I wasn’t the only one on earth dreaming up little angelic ghosts as colorful butterflies. At the close of the previous chapter, on the point of my comparing all ghosts to butterflies, In-In, my presumed illiterate ink boy, tugged at my sleeve, picked up his little brush, and proceeded to draw a butterfly with the simplest of strokes, yet affecting such vividness, as if the little creatures in flight were futilely barred behind the red lines on our draft paper.
“You are an accomplished painter,” I complimented him.
“Baba painted paper lanterns, and I apprenticed at his shop, painting little creatures on the bottom,” he replied shyly.
When I asked him why he had painted me such a lively gift, he told me dead people soar up to become butterflies in China. I pinched his rosy cheek with affection and awarded him with a tael of silver for having stayed up past midnight to whet my ink.
All the little eunuchs in the palace had to work so very hard, and for what? A sunless living ahead of them all. He would have been better off, much better off, staying a lantern painter in the faraway village. But who am I to chastise him for what he had not chosen himself? It might have very well been his parents’ choice to make him a sacrificial lamb
to serve the palace so that the rest of the family would live forever in heavenly and material blessings.
In-In, as I observed, wasn’t really the country bumpkin that he pretended to be. This wasn’t the first time he had let out his secret. Upon rereading my unfinished memoir, I had encountered numerous corrections stealthily brushed in by the boy, making up a dot here, extending a stroke there. Though I marveled over his refined penmanship, I often wondered why he was hiding his literacy, and what else was he hiding from me. No matter, and no hurry, which seemed to be the pace of the palace. No one is without secrets here.

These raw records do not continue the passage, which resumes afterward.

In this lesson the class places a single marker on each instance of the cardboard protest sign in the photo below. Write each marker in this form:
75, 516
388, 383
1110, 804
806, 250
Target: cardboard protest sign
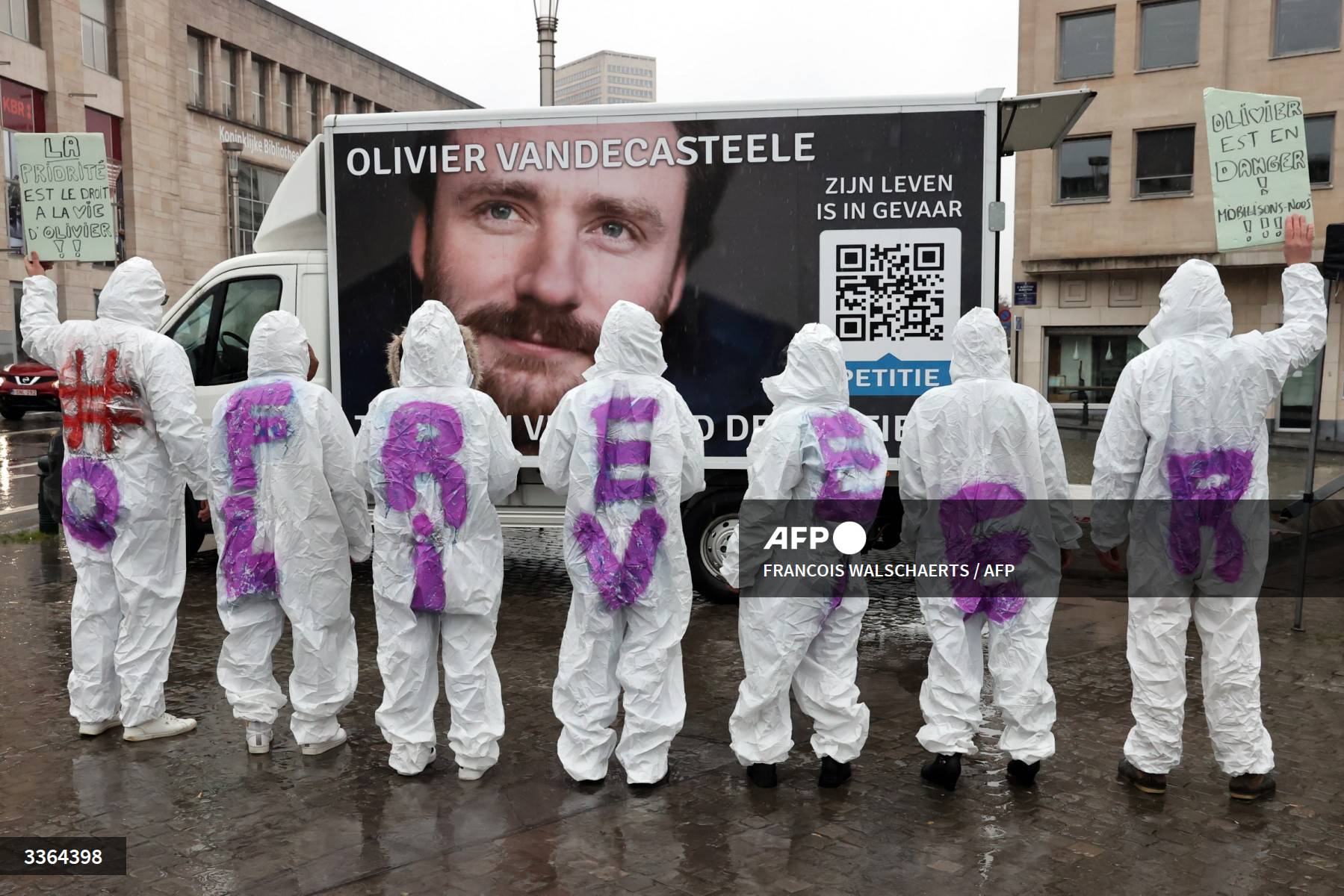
1257, 155
67, 207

In-In’s drawing had to have been inspired by a much loved fairytale that I had read during my double-visioned senior year at Yale.
Butterfly Lovers
could have been plagiarized from the Bard’s
Romeo and Juliet
, except for two countering facts: it had been penned long before our bearded Brit had been fathered, and it had a happy ending—the mark of the prodigious Chinese art of melofantasy. Two doomed lovers, who had died separately yet were buried side by side, soar away from the dusty earth as butterflies. Now and again on starry nights, a common eye could spot the lovers blinking in the margins of the Milky Way.

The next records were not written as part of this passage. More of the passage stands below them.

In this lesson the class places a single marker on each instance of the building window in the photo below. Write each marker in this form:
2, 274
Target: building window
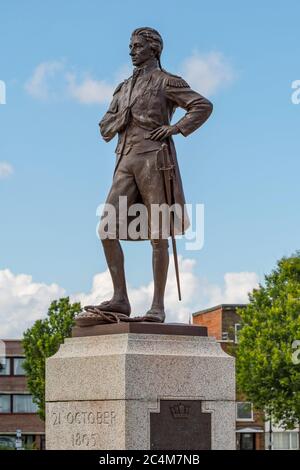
23, 404
18, 366
244, 411
237, 329
284, 440
5, 404
4, 366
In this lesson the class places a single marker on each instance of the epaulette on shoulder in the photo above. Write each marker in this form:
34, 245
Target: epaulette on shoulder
176, 81
118, 87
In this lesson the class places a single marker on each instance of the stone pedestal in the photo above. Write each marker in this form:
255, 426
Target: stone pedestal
140, 386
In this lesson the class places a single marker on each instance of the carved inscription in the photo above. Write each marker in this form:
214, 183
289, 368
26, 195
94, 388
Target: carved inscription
180, 425
80, 426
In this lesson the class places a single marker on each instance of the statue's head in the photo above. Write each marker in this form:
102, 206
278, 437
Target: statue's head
144, 44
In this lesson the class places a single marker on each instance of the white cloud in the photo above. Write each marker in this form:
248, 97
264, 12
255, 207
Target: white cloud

I dwell on our beloved flyers because this very chapter under my dripping brush could well be named “My Butterflies.” Life, if one sees closely, does take on certain themes.

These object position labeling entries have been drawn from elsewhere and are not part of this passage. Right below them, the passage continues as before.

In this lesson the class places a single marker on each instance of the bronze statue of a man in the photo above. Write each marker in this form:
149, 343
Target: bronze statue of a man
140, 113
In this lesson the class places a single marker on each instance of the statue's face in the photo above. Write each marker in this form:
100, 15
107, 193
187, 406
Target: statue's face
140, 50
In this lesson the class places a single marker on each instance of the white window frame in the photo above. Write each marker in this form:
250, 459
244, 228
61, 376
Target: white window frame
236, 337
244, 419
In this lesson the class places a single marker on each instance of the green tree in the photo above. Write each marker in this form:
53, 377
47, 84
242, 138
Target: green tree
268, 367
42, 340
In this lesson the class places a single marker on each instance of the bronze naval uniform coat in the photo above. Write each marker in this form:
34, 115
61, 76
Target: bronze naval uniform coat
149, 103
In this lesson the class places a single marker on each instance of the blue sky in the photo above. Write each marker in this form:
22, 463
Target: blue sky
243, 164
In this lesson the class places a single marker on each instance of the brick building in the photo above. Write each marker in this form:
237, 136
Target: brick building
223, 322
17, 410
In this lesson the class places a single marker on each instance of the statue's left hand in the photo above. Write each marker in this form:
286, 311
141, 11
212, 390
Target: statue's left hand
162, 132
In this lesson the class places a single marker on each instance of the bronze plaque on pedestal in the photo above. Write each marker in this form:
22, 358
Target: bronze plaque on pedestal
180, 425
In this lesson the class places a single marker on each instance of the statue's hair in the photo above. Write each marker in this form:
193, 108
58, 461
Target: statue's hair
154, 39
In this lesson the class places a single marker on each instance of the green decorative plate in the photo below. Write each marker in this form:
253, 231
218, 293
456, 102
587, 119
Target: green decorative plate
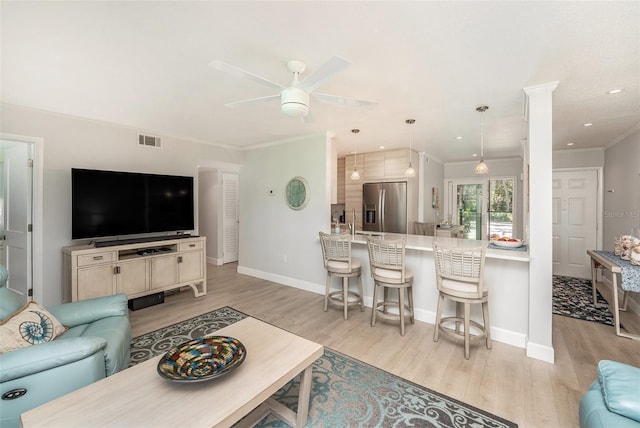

For two years following Susan’s death, I ensconced myself in my ill-gotten abode, barricading myself in Mother’s bedroom where I was purported to have been born. I felt a certain umbilical link to that space, which promised the possibility
of a new beginning. Mother was nowhere to be found, though her things, her scents, her motherly something, hung perennially in the air, mixed with the fragrance of gardenias seeping in from the garden down below.
The barricading was necessitated by my illusion that the entire house, three stories plus a little attic, were flown with little butterflies. Not your normal type but dark and white ones, choking themselves into every nook, vying for anything as a foothold to rest their busy wings. Everywhere I went they surrounded me, landing all over me. Annabelle told me that they were the nimble players of the aforementioned cosmic chess game, the undying spirits of rotten corpses and scattered bones. Without this nesting place, they would forever flutter in windblown graveyards and weedy cemeteries. Worse, at night they were hunted by ghost catchers to clock their time for a journey of finality—good men to heaven, bad fellows to hell.